Leonardo da Vinci was a heretic, or at the very least he did not hold the Catholic Church, its dogma and its leaders in very high regard. His disapproval of the Church is cleverly and meticulously disguised in what is arguably his greatest painting, The Last Supper. This is the premise of The Secret Supper (New York: Simon & Shuster, 2006. 329 pp.), a novel by Javier Sierra set in Renaissance Milan, with Leonardo himself as the central figure. Originally published in Spain, the novel was a best seller throughout the Spanish-speaking world. Of late, it is almost impossible to mention Leonardo Da Vinci and not conjure up images of Dan Brown’s The Da Vinci Code. One is naturally led to wonder if Sierra is not trying to cash in by jumping on the Da Vinci bandwagon. As Sierra recounts it, he began to research his book before Brown’s The Da Vinci Code was published. The Secret Supper stands on its own, its similarities to Brown’s blockbuster merely cursory and altogether coincidental. In fact, the only significant common element is the way in which the two books overtly challenge some of Christianity’s long-held beliefs – assertions that easily got a person excommunicated, if not worse, in another era, but which today put Church groups on the defensive. So far, there appears to have been no reaction to Sierra’s book from those quarters, but it may be just a matter of time.

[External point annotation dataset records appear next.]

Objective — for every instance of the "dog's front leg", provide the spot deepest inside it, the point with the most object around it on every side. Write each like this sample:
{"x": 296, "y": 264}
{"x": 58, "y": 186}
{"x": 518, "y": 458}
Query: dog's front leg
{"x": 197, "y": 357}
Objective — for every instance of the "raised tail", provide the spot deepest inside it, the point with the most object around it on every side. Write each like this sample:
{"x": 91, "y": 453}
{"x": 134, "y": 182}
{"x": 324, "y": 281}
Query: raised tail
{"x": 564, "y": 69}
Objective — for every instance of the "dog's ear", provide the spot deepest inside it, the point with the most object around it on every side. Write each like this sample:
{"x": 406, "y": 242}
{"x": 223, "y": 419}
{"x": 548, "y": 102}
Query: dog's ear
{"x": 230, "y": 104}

As historical novels go, The Secret Supper is more akin to Umberto Eco’s The Name of the Rose, a comparison that the author was eager to foster in our recent conversation. Like Umberto Eco’s novel, the story of The Secret Supper is narrated by an aging monk living in seclusion many years after the events; and like Eco, the events he relates are shocking: monks have been murdered and a super sleuth has been dispatched by the pope to unravel the mystery.
The year is 1497. Leonardo is putting the finishing touches on his Last Supper, commissioned by the rather uncatholic Ludovico Sforza, Duke of Milan, to adorn the refectory wall of the Dominican monastery of Santa Maria delle Grazie. During his inquiry (perhaps inquisition is a better word) into the murders, the pope’s envoy Brother Agostino, stumbles upon an even greater conspiracy, which threatens not just the monastery, but the very supremacy of the Catholic Church.
The evidence all seems to point to Leonardo Da Vinci. But would the great artist, the genius of his age, resort to murder? The Last Supper, in fact, does not adhere to accepted standards. Christ and the Apostles do not have halos, and there is no meat on the table, as one would expect. Peter is holding a dagger, and he appears to be threatening John, who is sitting next to Jesus and, in fact, looks like a woman. Why is Judas not cast in a dark light as the traitor? And is that Leonardo himself in the painting who, with two apostles, is turning his back to Jesus?
Intermingling historical facts and figures with fictionalized characters and events, Sierra narrates a thoroughly enjoyable murder mystery, and in the process presents a plausible explanation of the secret messages encoded in the symbolism of Da Vinci’s Last Supper. His attention to detail in describing locations, personal habits, and daily life in the fifteenth century demonstrate his rigorous research of the subject. “Porta Romana was the city’s most elegant quarter. Crossed day and night by the most splendid carriages in Lombardy, it boasted of being the only monumental entrance into Milan. Its porticos were always crowded with well-attired gentlefolk, and the ladies enjoyed wandering under them in order to feel the city’s daily pulse. Papal nuncios, foreign ambassadors and noblemen of every kind let themselves be seen there, hoping to be admired. It stood next to the city’s main canal and was an unparalleled gallery of the vanities.” A romance involving two minor characters, though a little forced, provides a welcome diversion and keeps the exposition from becoming too didactic.
The narrative as well as the dialogue (mediated by a very capable translator) are deliberate and credible. The author masterfully conveys the awe of seeing Leonardo’s painting for the first time. Brother Agostino writes: “…I could barely make out what my eyes were seeing. … The feeble light … allowed me to perceive something that froze me to the spot. Indeed: beyond the barrier of boxes and cartons, in between the spaces left by the great wood scaffolding that crossed the wall from one side to the other, another room could be seen! It took me a moment to understand that this was an illusion. But what an illusion! Sitting at a rectangular banquet table…, thirteen human figures with life-like attitudes and gestures seemed to be acting out some theatrical work for our eyes only! They were the most realistic and moving portraits I had ever seen of Our Lord Jesus Christ and His disciples.”
A minor technical flaw in the structure is the recounting of events from which the narrator was absent. But this hasn’t stopped offers from Hollywood. In fact, the story is tailor-made for a screenplay adaptation. “We are considering two movie offers at the moment,” the author told me. “My wish is that this book be transformed into a movie like The Name of the Rose,” he says candidly.
Javier Sierra’s The Secret Supper is a must read for history and mystery buffs in general and art history aficionados in particular.